We know that there’s no better way to prevent severe illness and death from the rapidly spreading Omicron variant than getting boosted. Receiving a booster after being fully vaccinated for five months, according to one study, reduced mortality by 90 percent.
Yet booster shot outreach efforts are facing a big problem: We don’t know exactly who is getting boosted. The data is, frankly, a mess. And that stops public health workers on the state and local level from taking the actions they need to combat the coronavirus.
One of the most glaring issues is that the Centers for Disease Control and Prevention doesn’t publicly report racial and ethnic information on booster shot recipients under age 65, even though it does so for people fully vaccinated people and those who have received at least one dose. No word yet from the CDC on why that is. But for a disease that has killed and infected Black, Indigenous, and Latino people at higher rates than Asian and white people, this lack of granular data is particularly glaring.
Good data allows states to use targeted outreach to address disparities in vaccine access. Take, for example, Michigan, which collects detailed demographic data on vaccine uptake. It then uses that information to close the gap between Black and white vaccine access by placing testing and vaccination sites in vulnerable communities and engaging trusted messengers, like faith leaders, to spread the word about the benefits of vaccines. “We’ve really been able to look at who are trusted community leaders and how can they message to populations where we’re seeing lower vaccine uptake,” Alexis D. Travis, from the Michigan Department of Health and Human Services, explained.

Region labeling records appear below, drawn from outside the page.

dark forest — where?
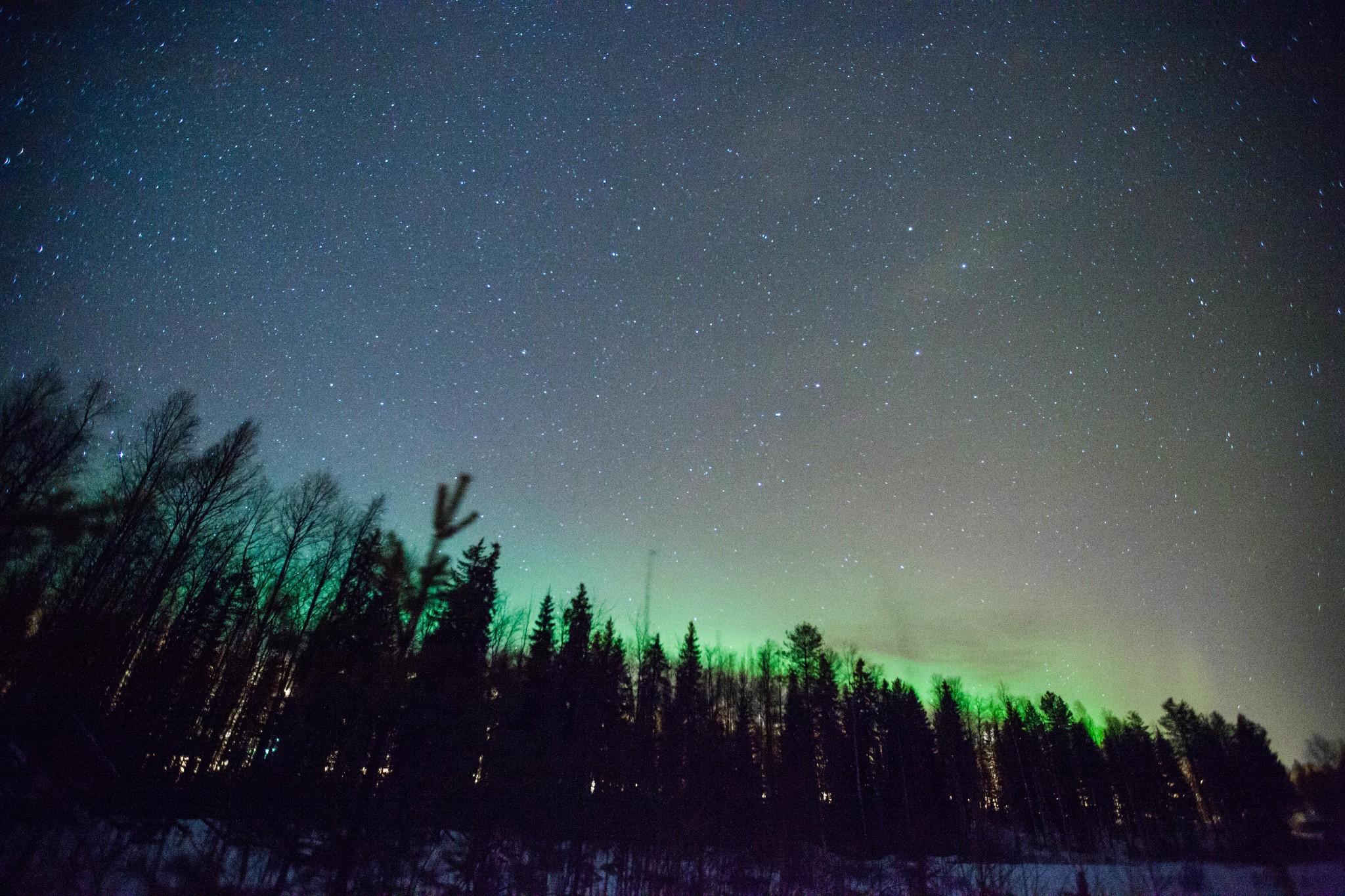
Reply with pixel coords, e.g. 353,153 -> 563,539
0,373 -> 1342,892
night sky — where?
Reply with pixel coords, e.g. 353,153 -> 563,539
0,3 -> 1345,759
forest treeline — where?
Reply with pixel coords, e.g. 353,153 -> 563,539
0,373 -> 1341,857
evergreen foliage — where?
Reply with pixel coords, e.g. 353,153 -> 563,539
0,375 -> 1312,857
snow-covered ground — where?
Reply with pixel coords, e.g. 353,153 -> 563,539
0,821 -> 1345,896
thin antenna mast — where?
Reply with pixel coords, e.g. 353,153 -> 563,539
640,551 -> 657,647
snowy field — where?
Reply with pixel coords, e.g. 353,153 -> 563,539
0,821 -> 1345,896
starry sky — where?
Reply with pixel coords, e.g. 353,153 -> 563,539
0,3 -> 1345,759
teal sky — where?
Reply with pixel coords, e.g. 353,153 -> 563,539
0,3 -> 1345,757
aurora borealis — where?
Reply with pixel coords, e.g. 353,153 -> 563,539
0,3 -> 1345,759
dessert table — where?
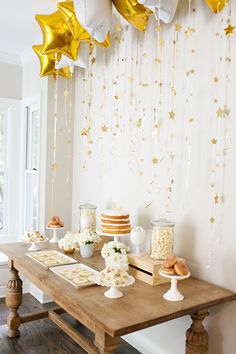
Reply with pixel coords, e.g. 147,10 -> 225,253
0,243 -> 236,354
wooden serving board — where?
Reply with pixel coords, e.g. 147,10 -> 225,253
128,253 -> 182,286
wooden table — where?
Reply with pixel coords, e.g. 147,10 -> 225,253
1,243 -> 236,354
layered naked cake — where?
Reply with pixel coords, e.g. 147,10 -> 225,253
101,210 -> 131,235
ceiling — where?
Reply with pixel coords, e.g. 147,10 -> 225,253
0,0 -> 57,61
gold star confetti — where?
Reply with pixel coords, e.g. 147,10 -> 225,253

Eleven other states are recording racial and ethnic data for booster recipients under age 65, but their racial categories aren’t standardized—Mississippi, for example, has a distinct category for Pacific Islanders, while Michigan groups Pacific Islanders in with Asians and Native Hawaiians. “That makes it challenging to compare the data across states,” Samantha Artiga, director of the Racial Equity and Health Policy Program at the Kaiser Family Foundation, said, “in addition to only having a limited universe of states reporting the data.”
The lack of data isn’t a new problem: Even for initial doses of the vaccine, the CDC has not linked ethnic data to age, as my colleague Edwin Rios has reported, making it difficult to single out specific groups like Black kids or Latino adults. But the addition of a third (or, for Johnson & Johnson recipients, second) shot to the vaccine regime has further muddied already murky water. Someone who became fully vaccinated last week wouldn’t be eligible for a booster, so while states can estimate the amount of fully vaccinated people who have been boosted, it’s harder for them to asses booster uptake among fully vaccinated people who are eligible for additional doses.
Without this sort of data, the job of outreach becomes increasingly difficult, and measuring success becomes a guessing game. Worse, sometimes the data we do collect gets it wrong.
The CDC has been grappling with its own booster-related data issues. In some cases, the agency has accidentally recorded people’s booster shots as initial doses and consequently skewed estimates of initial doses higher. “We currently are still seeing a lot of gaps and limitations in the data that prevents us from being able to assess whether there is equity in receipt of the booster doses and also in vaccination uptake among children,” Artiga said. In other words, we can barely get accurate numbers on booster doses for different age groups, which we’re trying to collect nationally, let alone ethnicities, which we are not.
So, what do we know?
Booster uptake among white people age 65 and older at the national level is generally similar to prior vaccine uptake, according to a December analysis by KFF. The shares of Black and Hispanic booster dose recipients age 65 and older are smaller than their shares of fully vaccinated people, but there has been an uptick in recent weeks.
Unsurprisingly, older Americans are more likely to have gotten boosters than younger ones, with 59.1 percent of adults 65 and older boosted, compared to 49.5 percent of the population 50 and over, and 37.7 percent of the population 18 and over, according to the CDC.
Michigan, for its part, is still seeing disparities in booster uptake, but they’re “not unexpected,” Travis said. Statewide, 46.2 percent of fully vaccinated people have gotten a booster, Joe Coyle, director of the state’s Bureau of Infectious Disease Prevention, said. Among non-Hispanic Blacks, it’s 35.5 percent, and for Hispanics, it’s 33.2 percent.
But all ethnicities see increasing booster uptake with age. “They had a little bit longer to get vaccinated,” Travis said, “but they also understand they’re one of the highest risk groups for complications and deaths related to Covid-19. And what we’ve seen is that risk perception doesn’t necessarily translate to the younger age groups.”
That’s handy information at the state level. But for the nation as a whole, “given the limitations in the data, it’s really difficult to draw any strong conclusions about whether there are any disparities in take up a booster doses so far,” Artiga said.